O objetivo: produzir a tão ansiada "mudança de regime", pelo que esse
país tem grandes chances de ser alvo de uma crescente agressão militar.
Na verdade, isso já começou: 20 barcos destruídos nas águas do Caribe e
também do Pacífico, com 76 pessoas assassinadas extrajudicialmente por
ordem de Trump, falam de uma guerra que já começou.
[1]
O pretexto de que se tratava de "barcos de narcotraficantes" e que os
seus ocupantes seriam traficantes de droga é uma mentira grosseira que
nenhuma pessoa medianamente sensata pode acreditar. Não há qualquer
evidência que sustente as afirmações da Casa Branca: os ocupantes dos
barcos não foram detidos nem identificados, não foram interrogados para
saber quem eram os seus chefes e assim avançar no combate ao
narcotráfico, nem a suposta droga foi apreendida. O mais provável, como
afirmaram os presidentes da Venezuela e da Colômbia, é que as infelizes
vítimas fossem humildes pescadores ou migrantes.

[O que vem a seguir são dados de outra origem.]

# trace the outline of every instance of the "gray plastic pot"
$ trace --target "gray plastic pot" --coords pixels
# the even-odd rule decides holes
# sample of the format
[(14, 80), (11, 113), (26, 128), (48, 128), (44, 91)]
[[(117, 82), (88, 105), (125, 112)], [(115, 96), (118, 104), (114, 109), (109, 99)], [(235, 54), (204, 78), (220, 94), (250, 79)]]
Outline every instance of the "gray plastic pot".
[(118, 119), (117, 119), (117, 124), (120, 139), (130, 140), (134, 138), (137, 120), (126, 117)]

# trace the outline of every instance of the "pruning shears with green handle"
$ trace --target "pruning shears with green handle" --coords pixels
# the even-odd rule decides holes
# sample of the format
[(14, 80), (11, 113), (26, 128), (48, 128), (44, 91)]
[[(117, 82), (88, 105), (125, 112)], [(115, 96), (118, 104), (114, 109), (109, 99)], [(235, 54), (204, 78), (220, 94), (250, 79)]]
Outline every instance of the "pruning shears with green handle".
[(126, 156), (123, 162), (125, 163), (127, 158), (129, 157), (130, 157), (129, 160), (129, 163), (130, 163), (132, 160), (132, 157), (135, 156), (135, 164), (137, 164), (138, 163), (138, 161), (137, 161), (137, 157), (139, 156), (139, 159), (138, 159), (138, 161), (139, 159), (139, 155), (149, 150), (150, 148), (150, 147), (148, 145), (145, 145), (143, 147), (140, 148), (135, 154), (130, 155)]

Os traficantes de droga cuidam dos seus negócios e não são tão
estúpidos a ponto de se aventurarem em mar aberto quando todos os olhos
das forças armadas dos EUA estão vigiando cada centímetro do Caribe com
navios e drones. Mas o sórdido personagem que preside a Casa Branca
queria fazer uma demonstração de força e enviar uma mensagem a outros
atores do sistema internacional — tanto aos seus aliados quanto aos seus
adversários e inimigos — e ordenou esses ataques criminosos para que
todos percebessem que os EUA "estavam grandes novamente" e haviam
recuperado o cetro de valentão do bairro, que podia agir com total
impunidade e que, a partir de agora, os seus desejos seriam ordens que
deveriam ser obedecidas sem questionar.
Num excelente artigo publicado há poucos dias, Vijay Prashad fez uma
revisão dos antecedentes históricos das diferentes modalidades de
intervencionismo militar dos EUA, todas elas com pouquíssimas chances de
sucesso, segundo o autor, no caso da atual ofensiva contra a República
Bolivariana da Venezuela.[2]
Vejamos. Uma delas, inspirada na experiência do golpe de Estado de
1964 no Brasil, consiste em deslocar um numeroso contingente militar
para águas territoriais — naquele caso, no Rio de Janeiro — e que o
simples posicionamento do formidável poderio naval norte-americano
incentive os setores da extrema direita a tomar as ruas, produzir todo
tipo de excessos, montar protestos sangrentos (guarimbas), o que
provocaria uma ruptura nas forças armadas bolivarianas e a rápida
transição de um setor delas para o campo da oposição fascista,
precipitando a ruptura da ordem constitucional e a destituição do
presidente Nicolás Maduro. Nem Prashad nem o autor destas linhas
atribuem qualquer probabilidade a essa conjectura.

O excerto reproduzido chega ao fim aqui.